Нечего говорить о том, что «марвихеры», как и прочие воры, выработали свой собственный условный язык. Так, например, часы у них называются «стукалы», сапоги «коньки», панталоны «шка́ры», манишка и галстук «гудок», сыщик «лягавый», городовой «барбос», тюремный надзиратель «менто», военный «масалка» и так далее.
У воров есть и свои собственные песни, навеянные тюремными музами. Песни эти говорят большею частью о суде и о горькой участи «мальчишки», отправляющегося на каторгу. В одной из них, например, поется о том, что
Судей сберется полк,
Составит свое мнение
И скажет, что я вор,
Сослать на поселение.
Защитник у глазах
Обрежет прокурора
И скажет, что нельзя
Его считать за вора.
И тут же неожиданно глупый припев:
Всегда, всегда с утра и до утра.
Другая песня, с очень трогательным мотивом, похожим на похоронный марш, чрезвычайно популярна. Она начинается так:
Прощай, моя Одесса,
Прощай, мой карантин,
Нас завтра отвозят
На остров Сахалин.
И припев, печальный, почти рыдающий припев:
Погиб я, мальчишка, погиб навсегда.
А годы проходят, проходят лета.
Однако мальчишка вовсе не заслуживает этого сожаления, потому что дальше очень подробно перечисляются его прежние подвиги:
Зарезал мать родную,
Отца я убил,
и опять «Погиб я, мальчишка…» и так далее до бесконечности, куплетов что-то около сорока.
За «марвихером» следует лицо высшей категории «скок», иначе «скачок» или «скокцер». Его специальность ночные кражи через форточки и двери, отворяемые при помощи отмычек. «Скачку» не надо обладать художественной ловкостью «марвихера», но зато его дело требует несравненно большей дерзости, присутствия духа, находчивости и, пожалуй, силы. «Скачок» никогда не упускает из виду, что неловкость или случай могут натолкнуть его во время работы на человека, готового «наделать тарараму» («тарарам» означает шум, скандал). Потому всякий «скачок» не расстается с ножом, который на воровском жаргоне называется очень разнообразно: «пером», «хомкой», «жуликом» и другими именами.
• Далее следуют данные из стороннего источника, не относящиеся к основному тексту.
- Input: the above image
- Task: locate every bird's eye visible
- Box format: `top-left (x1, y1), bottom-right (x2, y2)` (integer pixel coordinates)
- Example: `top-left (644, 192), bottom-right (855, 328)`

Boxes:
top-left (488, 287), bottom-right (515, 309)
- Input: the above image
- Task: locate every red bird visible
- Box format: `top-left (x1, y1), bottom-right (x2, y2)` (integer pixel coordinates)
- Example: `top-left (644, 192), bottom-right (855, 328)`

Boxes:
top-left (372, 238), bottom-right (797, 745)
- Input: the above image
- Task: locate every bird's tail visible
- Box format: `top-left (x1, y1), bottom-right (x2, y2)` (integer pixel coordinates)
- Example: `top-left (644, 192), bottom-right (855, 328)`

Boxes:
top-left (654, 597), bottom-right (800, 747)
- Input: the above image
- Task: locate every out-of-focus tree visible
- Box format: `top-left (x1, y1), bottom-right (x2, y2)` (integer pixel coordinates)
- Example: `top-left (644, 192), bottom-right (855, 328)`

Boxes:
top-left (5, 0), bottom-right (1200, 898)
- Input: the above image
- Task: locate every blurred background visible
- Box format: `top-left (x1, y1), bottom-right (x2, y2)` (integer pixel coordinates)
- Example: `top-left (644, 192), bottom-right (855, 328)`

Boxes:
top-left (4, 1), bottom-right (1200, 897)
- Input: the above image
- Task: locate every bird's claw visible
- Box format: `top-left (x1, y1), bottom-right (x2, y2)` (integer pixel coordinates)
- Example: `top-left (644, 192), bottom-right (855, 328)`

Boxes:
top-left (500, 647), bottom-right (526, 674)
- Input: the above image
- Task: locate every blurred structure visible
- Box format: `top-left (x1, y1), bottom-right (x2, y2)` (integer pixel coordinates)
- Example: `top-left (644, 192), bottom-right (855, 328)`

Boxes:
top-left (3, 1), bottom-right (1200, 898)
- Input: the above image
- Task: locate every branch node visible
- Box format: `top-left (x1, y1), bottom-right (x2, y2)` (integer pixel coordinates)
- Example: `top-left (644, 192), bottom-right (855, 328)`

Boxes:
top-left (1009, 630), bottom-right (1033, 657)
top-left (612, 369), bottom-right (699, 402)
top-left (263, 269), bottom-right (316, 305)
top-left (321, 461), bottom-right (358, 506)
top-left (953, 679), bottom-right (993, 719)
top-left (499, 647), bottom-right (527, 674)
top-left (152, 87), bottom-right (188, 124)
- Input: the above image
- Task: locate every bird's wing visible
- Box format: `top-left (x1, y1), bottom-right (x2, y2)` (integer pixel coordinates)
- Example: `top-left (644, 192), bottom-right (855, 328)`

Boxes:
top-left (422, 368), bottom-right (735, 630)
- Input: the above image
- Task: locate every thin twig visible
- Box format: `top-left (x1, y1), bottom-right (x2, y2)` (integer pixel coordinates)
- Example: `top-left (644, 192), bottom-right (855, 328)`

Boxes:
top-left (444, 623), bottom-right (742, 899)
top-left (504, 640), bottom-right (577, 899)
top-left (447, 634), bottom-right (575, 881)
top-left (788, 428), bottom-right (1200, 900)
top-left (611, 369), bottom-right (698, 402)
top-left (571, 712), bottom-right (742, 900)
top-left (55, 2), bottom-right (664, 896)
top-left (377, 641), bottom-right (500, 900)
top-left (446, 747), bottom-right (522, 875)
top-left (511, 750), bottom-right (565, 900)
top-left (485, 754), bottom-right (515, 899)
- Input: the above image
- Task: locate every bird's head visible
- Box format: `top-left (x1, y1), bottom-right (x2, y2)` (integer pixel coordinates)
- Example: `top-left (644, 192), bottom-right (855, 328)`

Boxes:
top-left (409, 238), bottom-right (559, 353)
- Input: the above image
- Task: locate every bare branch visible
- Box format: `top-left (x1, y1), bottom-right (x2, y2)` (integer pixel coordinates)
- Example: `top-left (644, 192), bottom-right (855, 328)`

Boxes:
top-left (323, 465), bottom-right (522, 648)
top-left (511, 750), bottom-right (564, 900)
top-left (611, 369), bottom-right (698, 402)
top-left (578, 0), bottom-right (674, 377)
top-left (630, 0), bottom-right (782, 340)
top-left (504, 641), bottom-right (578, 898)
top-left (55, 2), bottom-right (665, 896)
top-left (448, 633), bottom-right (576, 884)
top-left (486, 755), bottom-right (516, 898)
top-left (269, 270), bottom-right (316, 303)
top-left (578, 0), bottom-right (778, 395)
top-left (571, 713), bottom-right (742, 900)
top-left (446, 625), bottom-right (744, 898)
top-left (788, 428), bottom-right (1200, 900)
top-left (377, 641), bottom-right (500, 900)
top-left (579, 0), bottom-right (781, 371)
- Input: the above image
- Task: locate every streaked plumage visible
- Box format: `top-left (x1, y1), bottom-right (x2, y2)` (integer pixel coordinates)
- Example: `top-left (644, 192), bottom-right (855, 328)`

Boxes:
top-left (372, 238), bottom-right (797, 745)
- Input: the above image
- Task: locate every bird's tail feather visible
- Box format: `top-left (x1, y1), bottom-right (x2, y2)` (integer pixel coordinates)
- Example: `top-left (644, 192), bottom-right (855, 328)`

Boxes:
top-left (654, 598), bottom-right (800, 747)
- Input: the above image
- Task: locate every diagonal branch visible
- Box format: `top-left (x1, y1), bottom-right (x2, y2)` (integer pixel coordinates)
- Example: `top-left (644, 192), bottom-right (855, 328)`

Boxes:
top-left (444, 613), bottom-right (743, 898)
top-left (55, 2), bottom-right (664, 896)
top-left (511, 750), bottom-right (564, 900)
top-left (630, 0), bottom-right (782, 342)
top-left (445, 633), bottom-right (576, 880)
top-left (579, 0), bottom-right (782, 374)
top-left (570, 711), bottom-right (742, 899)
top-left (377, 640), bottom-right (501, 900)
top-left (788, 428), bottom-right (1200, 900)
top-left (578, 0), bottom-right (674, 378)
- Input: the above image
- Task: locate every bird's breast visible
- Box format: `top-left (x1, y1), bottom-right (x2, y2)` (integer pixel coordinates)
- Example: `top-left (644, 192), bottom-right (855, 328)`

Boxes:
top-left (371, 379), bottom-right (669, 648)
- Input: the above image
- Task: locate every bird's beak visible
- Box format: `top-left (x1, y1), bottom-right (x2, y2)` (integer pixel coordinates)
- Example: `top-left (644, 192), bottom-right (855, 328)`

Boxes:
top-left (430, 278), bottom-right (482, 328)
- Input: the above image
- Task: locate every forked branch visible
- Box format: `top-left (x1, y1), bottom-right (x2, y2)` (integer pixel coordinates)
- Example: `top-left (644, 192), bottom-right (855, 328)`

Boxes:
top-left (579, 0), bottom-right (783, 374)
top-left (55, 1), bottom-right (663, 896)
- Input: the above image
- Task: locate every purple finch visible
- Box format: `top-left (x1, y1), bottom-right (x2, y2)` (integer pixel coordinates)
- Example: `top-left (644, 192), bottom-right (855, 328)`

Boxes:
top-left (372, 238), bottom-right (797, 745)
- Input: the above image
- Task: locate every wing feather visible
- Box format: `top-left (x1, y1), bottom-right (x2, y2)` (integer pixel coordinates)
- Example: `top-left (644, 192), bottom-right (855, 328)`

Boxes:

По большей части «скачок» бывший слесарь, и наружность его долго сохраняет следы, налагаемые его прежней профессией. На дело «скачок» редко идет в одиночку; ему необходимо, чтобы кто-нибудь «стремил» (стерег, наблюдал) в то время, когда он работает. Стоящий на стреме, или по-киевски[2] «штемп», выбирается, из второстепенных воришек, неспособных к ответственным подвигам или не успевших еще зарекомендовать себя. Почуяв опасность, «штемп» дает условный сигнал. Большею частью он кричит: «шесть!» или «зеке!», иногда же сигнал состоит из свистка или покашливания, смотря по обстоятельствам. За свои услуги «штемп» получает из «дувана» (добычи) самое мизерное вознаграждение. Заметим, кстати, что «скачок» производит кражи почти всегда при помощи прислуги «карасей», и гораздо чаще женской, чем мужской, обязанность которой заключается в «подводке», то есть, иным словом, в приуготовлении дела.